On 01/09/2016 12:59, "Thadeu Lima de Souza Cascardo" <casca...@redhat.com>
wrote:
>On Thu, Sep 01, 2016 at 05:17:44PM +0000, Daniele Di Proietto wrote:
>> Let me try to sum up the problem further
>>
>> 1) Behavior on master, before commit 47bf118665a3("ofproto: Always set MTU
>> for new internal ports."):
>>
>> a) When an internal interface is added, or its MTU has changed we only
>> change its MTU if it is bigger than the bridge minimum
>> b) When a non internal, non tunnel port is added, we reconfigure every
>> internal interface to match exactly the bridge minimum, no matter what
>> c) If the bridge doesn't have physical ports (only tunnels and
>> internals), we consider the minimum mtu to be invalid and we don't change
>> the internal interfaces mtu
>>
>> I felt that there was an inconsistency between 1a and 1b. I thought 1c was
>> not very clean, because the current configuration depends on the previous
>> state (if there were physical ports at some point, we would lower the
>> internal interfaces mtu, but we couldn't restore it when they were removed)
>>
>> 2) Behavior on master after commit 47bf118665a3("ofproto: Always set MTU for
>> new internal ports."):
>>
>> a) When an internal interface is added, or its MTU has changed we
>> overwrite its MTU with the bridge minimum.
>> b) When a non internal, non tunnel port is added, we reconfigure every
>> internal interface to match exactly the bridge minimum, no matter what
>> c) If the bridge doesn't have physical ports (only tunnels and
>> internals), we consider the minimum mtu to be 1500. We therefore force
>> every internal interface to be 1500.
>>
>> Behavior b is the same. Behavior a is changed to match more closely
>> behavior b. Behavior c is changed completely. Now the current
>> configuration doesn't depend on the previous state.
>> When I made the change I didn't think that there were valid use cases for
>> allowing the user to configure internal interfaces MTU. The test suite
>> obviously proved me wrong.
>>
>> ---------
>>
>> Proposed solution:
>>
>> A) This patch.
>>
>> Since OVS is not able the control the MTU in case of tunnelling or MPLS,
>> stop doing it entirely.
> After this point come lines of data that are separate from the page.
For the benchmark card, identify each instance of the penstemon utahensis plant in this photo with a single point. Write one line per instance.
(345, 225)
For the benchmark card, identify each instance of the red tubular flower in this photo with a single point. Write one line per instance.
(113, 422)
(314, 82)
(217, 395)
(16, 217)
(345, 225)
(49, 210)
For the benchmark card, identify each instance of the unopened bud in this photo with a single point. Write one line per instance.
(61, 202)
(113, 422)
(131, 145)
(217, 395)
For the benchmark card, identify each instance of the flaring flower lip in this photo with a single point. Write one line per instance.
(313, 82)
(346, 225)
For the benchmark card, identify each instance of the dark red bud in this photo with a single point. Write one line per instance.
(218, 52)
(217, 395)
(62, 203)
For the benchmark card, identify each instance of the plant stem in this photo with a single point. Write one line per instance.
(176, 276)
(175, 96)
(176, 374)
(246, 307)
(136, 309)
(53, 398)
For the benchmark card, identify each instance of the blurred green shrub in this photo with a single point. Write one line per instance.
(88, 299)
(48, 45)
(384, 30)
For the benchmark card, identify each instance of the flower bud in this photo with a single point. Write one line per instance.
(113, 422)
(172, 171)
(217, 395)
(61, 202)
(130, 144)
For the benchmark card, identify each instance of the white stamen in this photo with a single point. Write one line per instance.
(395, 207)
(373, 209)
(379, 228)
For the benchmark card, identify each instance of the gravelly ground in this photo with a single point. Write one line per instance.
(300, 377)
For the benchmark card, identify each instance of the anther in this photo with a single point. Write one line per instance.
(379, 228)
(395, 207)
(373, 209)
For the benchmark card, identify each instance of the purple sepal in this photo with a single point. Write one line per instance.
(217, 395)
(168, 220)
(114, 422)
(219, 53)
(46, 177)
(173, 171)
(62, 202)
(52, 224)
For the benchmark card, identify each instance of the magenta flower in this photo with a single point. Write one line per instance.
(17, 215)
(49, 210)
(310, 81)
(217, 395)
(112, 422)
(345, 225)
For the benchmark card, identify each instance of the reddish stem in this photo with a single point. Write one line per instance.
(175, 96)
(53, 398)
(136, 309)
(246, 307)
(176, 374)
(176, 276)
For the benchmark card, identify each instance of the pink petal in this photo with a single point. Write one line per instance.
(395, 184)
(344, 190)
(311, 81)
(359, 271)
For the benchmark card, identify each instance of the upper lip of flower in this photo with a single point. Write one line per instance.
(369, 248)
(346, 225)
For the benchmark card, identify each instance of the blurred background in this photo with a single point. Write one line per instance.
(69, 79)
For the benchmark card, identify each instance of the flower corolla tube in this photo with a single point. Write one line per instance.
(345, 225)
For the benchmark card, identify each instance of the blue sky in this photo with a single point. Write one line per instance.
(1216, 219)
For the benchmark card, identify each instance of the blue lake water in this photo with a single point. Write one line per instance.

The systems that relied on the old behavior need to
>> be updated.
>>
>> B) We could consider an hybrid solution that keeps backwards compatibility
>> for tunnelling use cases (like our testsuite).
>>
>> 2a)
>> 2b or 1b)
>> 1c)
>>
>>
>>
>>
>> This would not solve the problem for MPLS. MPLS uses physical devices,
>> so the internal interface would be forced to match the physical interfaces
>> and this is not OK for MPLS (or double vlans). Also, this solution keeps
>> behavior 1c, which makes the mtu assignment "stateful".
>>
>> Other ideas?
>>
>> Thanks,
>>
>> Daniele
>
>
>How about we let the interfaces to have a less than minimum MTU? Would that
>solve the problem with tunnels/overlays?
>
>Then, we partially revert the patch, like below. This has fixed at least the
>VXLAN system test for me.
>
>Cascardo.
>
>diff --git a/ofproto/ofproto.c b/ofproto/ofproto.c
>index 9d62b72..6383dc8 100644
>--- a/ofproto/ofproto.c
>+++ b/ofproto/ofproto.c
>@@ -2752,8 +2752,10 @@ update_mtu(struct ofproto *p, struct ofport *port)
> return;
> }
> if (ofport_is_internal(p, port)) {
>- if (!netdev_set_mtu(port->netdev, p->min_mtu)) {
>- dev_mtu = p->min_mtu;
>+ if (dev_mtu > p->min_mtu) {
>+ if (!netdev_set_mtu(port->netdev, p->min_mtu)) {
>+ dev_mtu = p->min_mtu;
>+ }
> }
> port->mtu = dev_mtu;
> return;
Hi Cascardo,
thanks for your suggestions. While I agree that your approach fixes the
system tests, and it's more consistent, it still breaks compatibility for
some users.
I'm taking a look at a system where the controller adds 'eth1' (with MTU 1600)
to 'br0' and it expects 'br0' MTU to go to 1600.
At this point I think the best thing to do is to keep the old behavior, like
Jesse and Darrell suggested, but allow the user to override it with mtu_request.